Aptitude :: Problems on Trains

Practice :: Problems on Trains - General Questions
Problems on Trains - General Questions

Page Title 11. A train 200 m long is running at a speed of 80 km/h. In what time will it cross a person traveling in the opposite direction of the train at 10 km/h?
10 seconds
8 seconds
11 seconds
9 seconds
Answer: option B

Time = Distance covered/Speed

so we will find the relative speed of the train. They are moving in the opposite direction, so the relative speed = (speed of train + speed of man)

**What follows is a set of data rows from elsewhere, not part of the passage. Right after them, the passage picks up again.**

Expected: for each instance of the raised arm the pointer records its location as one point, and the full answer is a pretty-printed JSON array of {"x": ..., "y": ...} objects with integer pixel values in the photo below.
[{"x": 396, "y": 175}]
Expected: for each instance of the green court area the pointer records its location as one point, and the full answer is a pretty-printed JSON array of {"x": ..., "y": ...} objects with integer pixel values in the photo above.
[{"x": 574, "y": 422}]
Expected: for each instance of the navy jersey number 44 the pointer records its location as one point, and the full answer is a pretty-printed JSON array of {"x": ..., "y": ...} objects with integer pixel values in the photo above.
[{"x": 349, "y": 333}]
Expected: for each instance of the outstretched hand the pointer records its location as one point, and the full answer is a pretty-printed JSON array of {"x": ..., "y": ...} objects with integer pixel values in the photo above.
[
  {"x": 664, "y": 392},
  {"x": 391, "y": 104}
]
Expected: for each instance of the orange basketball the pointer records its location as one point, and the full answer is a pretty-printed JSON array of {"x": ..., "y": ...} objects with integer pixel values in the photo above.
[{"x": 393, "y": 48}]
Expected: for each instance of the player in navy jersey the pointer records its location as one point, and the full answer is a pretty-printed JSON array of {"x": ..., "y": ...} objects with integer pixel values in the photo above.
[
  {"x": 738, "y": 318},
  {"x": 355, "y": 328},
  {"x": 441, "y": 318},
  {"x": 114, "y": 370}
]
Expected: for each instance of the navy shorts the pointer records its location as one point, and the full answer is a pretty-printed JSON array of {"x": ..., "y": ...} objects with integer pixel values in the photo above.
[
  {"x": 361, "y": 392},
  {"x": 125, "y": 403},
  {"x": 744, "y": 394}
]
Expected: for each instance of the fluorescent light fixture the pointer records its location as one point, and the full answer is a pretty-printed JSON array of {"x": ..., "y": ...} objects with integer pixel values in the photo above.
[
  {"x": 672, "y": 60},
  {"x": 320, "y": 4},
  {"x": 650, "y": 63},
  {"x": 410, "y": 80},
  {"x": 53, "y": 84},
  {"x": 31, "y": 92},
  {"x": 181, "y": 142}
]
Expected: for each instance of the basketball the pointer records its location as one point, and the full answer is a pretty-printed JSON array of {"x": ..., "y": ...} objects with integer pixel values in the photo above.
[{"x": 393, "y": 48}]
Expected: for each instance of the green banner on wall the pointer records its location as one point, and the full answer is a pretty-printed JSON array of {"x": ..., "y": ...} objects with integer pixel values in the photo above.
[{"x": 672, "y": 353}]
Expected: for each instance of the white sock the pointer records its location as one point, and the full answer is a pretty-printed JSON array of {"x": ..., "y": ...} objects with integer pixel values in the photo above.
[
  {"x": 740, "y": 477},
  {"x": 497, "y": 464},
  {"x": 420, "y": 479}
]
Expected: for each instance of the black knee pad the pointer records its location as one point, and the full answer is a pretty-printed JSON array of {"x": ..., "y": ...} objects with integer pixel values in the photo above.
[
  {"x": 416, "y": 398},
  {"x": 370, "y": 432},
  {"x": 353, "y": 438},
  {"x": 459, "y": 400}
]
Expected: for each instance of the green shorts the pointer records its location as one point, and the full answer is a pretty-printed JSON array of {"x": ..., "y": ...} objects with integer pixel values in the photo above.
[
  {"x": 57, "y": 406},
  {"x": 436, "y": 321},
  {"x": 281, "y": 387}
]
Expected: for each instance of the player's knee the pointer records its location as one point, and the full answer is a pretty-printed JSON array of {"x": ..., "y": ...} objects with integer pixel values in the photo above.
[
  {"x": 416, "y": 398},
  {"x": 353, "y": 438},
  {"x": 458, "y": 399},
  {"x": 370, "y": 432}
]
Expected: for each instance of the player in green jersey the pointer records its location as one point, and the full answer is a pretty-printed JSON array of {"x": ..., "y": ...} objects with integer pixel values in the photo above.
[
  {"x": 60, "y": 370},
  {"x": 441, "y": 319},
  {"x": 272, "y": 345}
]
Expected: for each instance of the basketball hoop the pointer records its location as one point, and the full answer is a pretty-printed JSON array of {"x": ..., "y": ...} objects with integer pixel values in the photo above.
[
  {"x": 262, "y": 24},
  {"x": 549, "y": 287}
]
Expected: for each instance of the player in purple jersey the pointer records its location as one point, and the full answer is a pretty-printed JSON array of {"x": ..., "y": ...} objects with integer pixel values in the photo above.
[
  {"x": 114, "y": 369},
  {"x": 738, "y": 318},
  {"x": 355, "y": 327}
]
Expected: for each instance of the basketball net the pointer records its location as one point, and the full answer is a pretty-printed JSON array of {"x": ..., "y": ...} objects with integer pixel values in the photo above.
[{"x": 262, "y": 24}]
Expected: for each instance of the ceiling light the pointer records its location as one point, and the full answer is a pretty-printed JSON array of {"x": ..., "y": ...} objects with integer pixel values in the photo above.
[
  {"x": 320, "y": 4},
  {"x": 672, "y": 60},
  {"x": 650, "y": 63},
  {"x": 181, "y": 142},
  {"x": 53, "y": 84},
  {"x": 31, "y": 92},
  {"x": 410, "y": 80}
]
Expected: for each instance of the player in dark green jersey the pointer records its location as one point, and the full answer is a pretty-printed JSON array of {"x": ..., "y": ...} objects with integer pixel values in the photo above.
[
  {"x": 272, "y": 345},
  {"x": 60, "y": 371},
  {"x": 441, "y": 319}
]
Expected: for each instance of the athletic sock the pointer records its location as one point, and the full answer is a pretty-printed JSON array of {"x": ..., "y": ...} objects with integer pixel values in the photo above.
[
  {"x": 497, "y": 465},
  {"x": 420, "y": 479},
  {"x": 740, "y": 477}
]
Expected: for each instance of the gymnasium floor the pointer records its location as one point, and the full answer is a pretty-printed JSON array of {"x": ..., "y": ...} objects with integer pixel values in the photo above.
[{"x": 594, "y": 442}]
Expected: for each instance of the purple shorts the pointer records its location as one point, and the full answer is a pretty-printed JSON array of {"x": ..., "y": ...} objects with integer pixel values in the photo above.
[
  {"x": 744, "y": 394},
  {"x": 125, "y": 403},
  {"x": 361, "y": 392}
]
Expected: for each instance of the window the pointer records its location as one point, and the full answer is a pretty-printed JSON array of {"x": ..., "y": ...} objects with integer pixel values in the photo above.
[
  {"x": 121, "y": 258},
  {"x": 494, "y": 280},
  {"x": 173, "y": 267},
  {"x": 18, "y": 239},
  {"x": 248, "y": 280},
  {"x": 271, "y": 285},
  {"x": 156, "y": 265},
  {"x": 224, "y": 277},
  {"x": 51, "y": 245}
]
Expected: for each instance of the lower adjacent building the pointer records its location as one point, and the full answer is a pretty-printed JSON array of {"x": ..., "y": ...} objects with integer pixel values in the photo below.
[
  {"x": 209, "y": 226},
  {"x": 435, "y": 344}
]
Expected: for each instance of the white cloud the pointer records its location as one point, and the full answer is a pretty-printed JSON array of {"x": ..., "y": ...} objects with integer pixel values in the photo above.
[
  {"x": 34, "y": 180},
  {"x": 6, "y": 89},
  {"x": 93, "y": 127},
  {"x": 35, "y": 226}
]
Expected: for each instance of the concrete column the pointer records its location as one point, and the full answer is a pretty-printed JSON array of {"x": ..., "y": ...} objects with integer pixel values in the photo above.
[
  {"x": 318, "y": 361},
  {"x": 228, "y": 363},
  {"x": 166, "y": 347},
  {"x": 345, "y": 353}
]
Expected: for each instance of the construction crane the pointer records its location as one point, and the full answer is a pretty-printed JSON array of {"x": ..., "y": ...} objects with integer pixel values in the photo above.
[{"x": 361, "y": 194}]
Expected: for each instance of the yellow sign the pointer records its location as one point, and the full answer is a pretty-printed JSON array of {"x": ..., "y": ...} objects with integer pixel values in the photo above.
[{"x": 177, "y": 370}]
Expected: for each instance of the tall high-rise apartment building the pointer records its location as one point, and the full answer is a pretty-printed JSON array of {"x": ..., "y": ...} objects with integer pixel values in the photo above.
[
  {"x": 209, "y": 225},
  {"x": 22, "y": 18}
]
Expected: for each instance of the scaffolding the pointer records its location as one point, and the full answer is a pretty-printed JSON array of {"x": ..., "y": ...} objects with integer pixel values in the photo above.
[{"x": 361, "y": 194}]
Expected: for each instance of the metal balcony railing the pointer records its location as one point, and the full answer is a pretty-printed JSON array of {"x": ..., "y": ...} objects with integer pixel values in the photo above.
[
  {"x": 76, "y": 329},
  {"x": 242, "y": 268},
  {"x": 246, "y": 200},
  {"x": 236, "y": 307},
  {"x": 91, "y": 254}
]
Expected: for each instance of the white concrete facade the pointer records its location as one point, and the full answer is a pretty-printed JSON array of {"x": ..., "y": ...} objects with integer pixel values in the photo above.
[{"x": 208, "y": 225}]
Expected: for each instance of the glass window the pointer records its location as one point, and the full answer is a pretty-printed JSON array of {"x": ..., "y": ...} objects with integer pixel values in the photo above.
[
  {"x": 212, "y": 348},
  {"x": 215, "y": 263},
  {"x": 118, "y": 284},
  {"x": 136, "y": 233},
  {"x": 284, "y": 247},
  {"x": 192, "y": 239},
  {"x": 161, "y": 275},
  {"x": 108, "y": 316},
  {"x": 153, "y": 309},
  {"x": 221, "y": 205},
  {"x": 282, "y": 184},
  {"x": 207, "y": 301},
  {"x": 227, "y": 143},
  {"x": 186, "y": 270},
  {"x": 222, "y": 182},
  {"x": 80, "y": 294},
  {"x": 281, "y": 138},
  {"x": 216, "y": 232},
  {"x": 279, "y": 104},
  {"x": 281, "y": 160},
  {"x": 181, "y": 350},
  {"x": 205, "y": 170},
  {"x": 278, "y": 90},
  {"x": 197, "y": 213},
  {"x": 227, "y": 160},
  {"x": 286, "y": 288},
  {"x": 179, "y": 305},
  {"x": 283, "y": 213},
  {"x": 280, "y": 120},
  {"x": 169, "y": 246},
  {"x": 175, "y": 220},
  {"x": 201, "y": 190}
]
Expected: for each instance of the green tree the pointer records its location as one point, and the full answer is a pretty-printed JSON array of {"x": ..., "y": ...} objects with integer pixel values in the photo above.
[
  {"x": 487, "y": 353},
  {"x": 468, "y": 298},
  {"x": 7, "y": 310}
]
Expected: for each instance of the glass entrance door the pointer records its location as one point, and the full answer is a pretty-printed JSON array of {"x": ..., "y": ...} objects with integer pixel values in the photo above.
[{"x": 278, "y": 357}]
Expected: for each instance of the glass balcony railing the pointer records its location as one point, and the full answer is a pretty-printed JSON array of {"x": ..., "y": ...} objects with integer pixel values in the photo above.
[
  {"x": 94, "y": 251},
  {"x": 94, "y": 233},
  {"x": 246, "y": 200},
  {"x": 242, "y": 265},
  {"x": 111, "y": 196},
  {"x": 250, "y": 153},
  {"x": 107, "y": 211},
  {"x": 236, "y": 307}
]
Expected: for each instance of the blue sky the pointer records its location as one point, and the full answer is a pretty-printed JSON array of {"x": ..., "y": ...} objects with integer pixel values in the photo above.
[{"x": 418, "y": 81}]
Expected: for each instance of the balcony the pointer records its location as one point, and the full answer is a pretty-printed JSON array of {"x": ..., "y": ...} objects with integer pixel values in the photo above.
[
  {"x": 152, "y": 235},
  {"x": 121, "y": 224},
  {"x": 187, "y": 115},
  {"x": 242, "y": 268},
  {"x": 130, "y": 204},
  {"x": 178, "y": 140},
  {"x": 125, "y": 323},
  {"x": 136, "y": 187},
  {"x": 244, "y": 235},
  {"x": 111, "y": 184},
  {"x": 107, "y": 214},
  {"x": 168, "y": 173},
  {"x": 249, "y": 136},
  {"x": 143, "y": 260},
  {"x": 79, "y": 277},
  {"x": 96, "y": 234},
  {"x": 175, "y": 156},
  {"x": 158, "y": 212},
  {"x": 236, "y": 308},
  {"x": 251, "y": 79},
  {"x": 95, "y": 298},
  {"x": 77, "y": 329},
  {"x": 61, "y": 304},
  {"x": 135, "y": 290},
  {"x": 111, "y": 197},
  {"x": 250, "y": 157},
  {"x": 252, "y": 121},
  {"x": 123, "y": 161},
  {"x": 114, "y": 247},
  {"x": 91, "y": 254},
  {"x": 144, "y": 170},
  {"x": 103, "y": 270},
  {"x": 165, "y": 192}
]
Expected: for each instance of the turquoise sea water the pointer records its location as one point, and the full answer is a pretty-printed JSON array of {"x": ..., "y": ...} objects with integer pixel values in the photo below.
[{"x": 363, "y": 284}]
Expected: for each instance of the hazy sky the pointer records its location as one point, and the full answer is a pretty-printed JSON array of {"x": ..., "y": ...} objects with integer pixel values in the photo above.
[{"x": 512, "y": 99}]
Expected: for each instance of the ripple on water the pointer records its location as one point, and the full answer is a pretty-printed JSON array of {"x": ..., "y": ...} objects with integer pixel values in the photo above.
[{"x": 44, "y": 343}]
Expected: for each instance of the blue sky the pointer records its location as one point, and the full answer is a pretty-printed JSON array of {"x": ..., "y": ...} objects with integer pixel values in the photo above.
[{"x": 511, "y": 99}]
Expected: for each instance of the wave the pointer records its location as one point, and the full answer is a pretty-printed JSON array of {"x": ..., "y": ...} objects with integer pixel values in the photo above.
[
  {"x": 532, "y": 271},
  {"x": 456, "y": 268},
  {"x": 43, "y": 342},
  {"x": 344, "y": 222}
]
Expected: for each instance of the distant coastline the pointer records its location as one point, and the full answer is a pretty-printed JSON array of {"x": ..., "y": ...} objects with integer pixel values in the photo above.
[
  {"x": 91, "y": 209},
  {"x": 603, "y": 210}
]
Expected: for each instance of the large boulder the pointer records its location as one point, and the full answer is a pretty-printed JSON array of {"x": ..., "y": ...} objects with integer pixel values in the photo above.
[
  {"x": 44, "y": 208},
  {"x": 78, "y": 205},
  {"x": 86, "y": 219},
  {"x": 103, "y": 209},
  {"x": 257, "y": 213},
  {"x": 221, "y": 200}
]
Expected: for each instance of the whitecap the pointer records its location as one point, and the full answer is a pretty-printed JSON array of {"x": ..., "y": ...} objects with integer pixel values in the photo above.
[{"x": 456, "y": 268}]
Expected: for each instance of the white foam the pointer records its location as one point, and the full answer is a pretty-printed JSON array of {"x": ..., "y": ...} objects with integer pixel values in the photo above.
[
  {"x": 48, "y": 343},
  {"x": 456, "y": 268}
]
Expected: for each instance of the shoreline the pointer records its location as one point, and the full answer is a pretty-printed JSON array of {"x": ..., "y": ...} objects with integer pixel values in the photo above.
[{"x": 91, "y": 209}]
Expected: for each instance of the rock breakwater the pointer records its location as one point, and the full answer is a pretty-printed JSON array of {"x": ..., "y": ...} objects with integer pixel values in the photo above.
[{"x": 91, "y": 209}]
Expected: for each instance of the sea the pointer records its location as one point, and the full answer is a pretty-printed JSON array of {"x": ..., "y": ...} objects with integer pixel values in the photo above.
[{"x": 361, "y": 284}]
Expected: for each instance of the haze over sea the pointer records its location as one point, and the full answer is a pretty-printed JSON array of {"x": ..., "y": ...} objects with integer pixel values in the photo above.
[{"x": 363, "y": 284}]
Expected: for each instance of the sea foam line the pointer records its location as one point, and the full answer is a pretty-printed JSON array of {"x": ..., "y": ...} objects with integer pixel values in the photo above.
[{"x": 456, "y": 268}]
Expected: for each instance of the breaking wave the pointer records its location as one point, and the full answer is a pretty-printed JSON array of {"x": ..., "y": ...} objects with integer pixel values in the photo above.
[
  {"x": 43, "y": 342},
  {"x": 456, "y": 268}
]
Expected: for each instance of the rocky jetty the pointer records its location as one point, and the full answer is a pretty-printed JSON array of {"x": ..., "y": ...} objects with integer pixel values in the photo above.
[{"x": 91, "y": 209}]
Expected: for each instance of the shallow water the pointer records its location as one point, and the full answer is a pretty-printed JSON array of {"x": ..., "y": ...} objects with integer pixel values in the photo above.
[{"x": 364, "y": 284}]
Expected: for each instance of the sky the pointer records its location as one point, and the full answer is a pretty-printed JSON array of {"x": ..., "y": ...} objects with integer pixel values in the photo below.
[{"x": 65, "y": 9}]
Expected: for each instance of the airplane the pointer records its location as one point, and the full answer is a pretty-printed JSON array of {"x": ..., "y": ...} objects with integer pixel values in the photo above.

∵ Relative Speed: (80+10) = 90 km/hr

∵ Relative Speed in m/s= 90 x 5/18 = 450/18 = 225/9 m/s

Distance covered to cross the man = length of the train (200 meters)

⟹ Time = 200 x 9/225

⟹ Time = 1800/225 = 8 seconds.



12. At a speed of 72 kmph A goods train is running and crosses a platform 250 m long in 26 seconds. What is the length of the freight train?
273 m
263 m
260 m
270 m
Answer: option D

Speed = (72 x 5/18) m/sec. = 20 m/s

Time = 26 sec.

∵ Let the length of the train be x metres

Then, x + 250/26 = 20

⟹ x + 250 = 520

⟹ x = 270.



13. A train with a speed of 108 km/h crosses a platform in 18 seconds and a person standing on the platform in 10 seconds. Find the length of the platform.
240 meters
247 meters
250 meters
245 meters
Answer: option A

Speed of train in m/s= 108 x 5/18 = 30 m/s

Length of the train = Speed x Time (time taken to cross the man)

= 30 x 10 = 300 meters

Now, the time taken to cross the platform is = Total distance covered/speed of train

Total distance covered = length of train + length of platform

Let the length of platform is X then the total distance = 300 + X

Speed of train = 30 m/s

Time = Distance/speed

⟹ 18 = 300 + X/30

⟹ 540 = 300 + X

⟹ 240 = X or X=240 meters



14. Two trains, each 100 m long, running in opposite directions, cross each other in 8 seconds. If one is moving at twice the speed of the other, then the speed of the faster train is:
65 km/hr
70 km/hr
60 km/hr
63 km/hr
Answer: option C

Let the speed of the slower train be x m/sec.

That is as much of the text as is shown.